Individuals should be seen within the context of society, according to Mills, so that failure or success of the family or the individual cannot be

understood in the abstract. A change to the social system will mean that individuals’ lives also change, such as a war creating orphans and poverty,

the economic situation affecting unemployment. “Neither the life of an individual nor the history of a society can be understood without

understanding both” (Mills, 1959, p.3).
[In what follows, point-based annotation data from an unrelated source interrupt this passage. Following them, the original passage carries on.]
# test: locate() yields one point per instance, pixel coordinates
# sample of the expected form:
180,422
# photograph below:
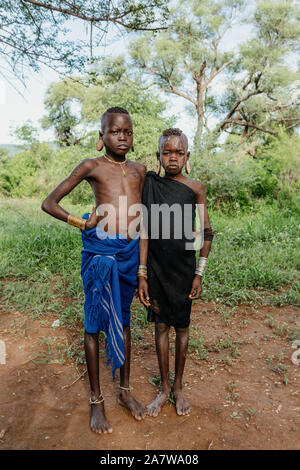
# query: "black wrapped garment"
171,267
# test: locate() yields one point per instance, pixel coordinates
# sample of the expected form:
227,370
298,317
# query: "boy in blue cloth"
110,255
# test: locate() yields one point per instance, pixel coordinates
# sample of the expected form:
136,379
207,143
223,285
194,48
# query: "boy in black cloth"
168,276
There is, therefore, an interaction between the culture to which individuals belong and the personal lives of

each one in that culture.

A feminist take on Mills’ argument is the phrase ‘the personal is political’, in that it is impossible to talk about aspects of a person

which may be considered personal such as lifestyle choices (e.g. nutrition, exercise, promiscuity, substance use) or health decisions (e.g. abortion,

mastectomy), without seeing them within the context of the political and cultural backdrop (Nicholson, 2013). Mills has highlighted the disconnection

between biography and history, and the implications are that the person is blamed for their failings rather than these being the result of their background

or a lack of choice. Mills’ sociological imagination challenges the claim that problems are based in personal failings and reminds us that for many

people, the problems are due to societal inequalities and pressures (Guearrero, 2005).

The Medical Model

For an understanding of the health of individuals and how to care for them, one of the most important sociological perspectives is a critique of the

medical model and its alternatives. The medical model is the Western scientific approach to medicine, of looking at a disease or condition on its own

without reference to other aspects of the individual who is experiencing the problem (Borrell-Carrió, Suchman & Epstein, 2004). The medical model

focuses on the structure and function of the body, an approach to health which may be seen as functionalist and is the basis of policies and practice of

the NHS.

The focus with this model will be the abnormalities of individuals’ bodies, biological factors which explain illness and physical examinations,

observations and tests conducted by trained health professionals, with treatments being medications and technological interventions. The health care

environments that are seen as appropriate places to undergo treatments may be clinical, de-personalised and quite frightening to individuals who are not

familiar with this type of environment, which may impede their recovery. The model sees illness as temporary and reversible, with the intervention of

medical expertise being able to provide a cure. Within the medical model, health is seen as the absence of disease, which is a functionalist perspective.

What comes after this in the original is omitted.